Two stories recently got me thinking about corporate giving. First came the news that Mark Zuckerberg, founder and CEO of Facebook and Time Magazine’s Person of the Year, joined Bill Gates and Warren Buffet’s “Giving Pledge,” promising to give most of his life’s wealth to charity. Already worth a Forbes estimated $6.9 billion, that’s a big pledge. “People wait until late in their career to give back,” Zuckerberg told WSJ. “But why wait when there is so much to be done?”

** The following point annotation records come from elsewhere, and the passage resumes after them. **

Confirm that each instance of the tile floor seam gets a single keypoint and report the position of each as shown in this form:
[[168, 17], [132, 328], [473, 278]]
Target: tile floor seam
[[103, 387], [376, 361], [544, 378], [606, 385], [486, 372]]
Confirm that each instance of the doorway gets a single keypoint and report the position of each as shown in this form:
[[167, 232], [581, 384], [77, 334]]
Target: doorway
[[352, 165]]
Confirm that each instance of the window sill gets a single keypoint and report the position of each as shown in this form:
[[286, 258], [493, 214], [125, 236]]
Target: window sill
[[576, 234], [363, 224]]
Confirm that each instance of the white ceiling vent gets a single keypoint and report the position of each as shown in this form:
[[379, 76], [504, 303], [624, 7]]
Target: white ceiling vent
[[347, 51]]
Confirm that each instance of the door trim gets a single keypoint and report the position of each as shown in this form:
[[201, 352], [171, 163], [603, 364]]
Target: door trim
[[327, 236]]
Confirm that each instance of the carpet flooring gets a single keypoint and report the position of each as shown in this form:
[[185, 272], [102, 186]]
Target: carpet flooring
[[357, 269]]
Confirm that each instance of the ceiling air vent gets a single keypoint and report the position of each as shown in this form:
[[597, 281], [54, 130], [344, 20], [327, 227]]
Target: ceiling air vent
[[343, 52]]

I found the second story on a local Austin blog, “I Live Here, I Give Here” (a great resource for keeping in touch with local charity efforts). ILHIGH’s mission is to promote charitable giving in the Austin community, and their stat in a recent article troubled me: of the 50 largest US cities, Austin ranks 48th in percent of per capita disposable income we give to charity. Austin’s “ignore the problems and they will go away” approach is to blame, the author writes.
Both stories pushed a similar message: don’t wait to start giving. Looking back on 2010, I’m proud of the Austin businesses that didn’t wait – these companies are building charitable corporate cultures from within, the kind of giving that can amount to a lot more than a number on a check. Here are a few inspiring efforts from our Bat City neighbors.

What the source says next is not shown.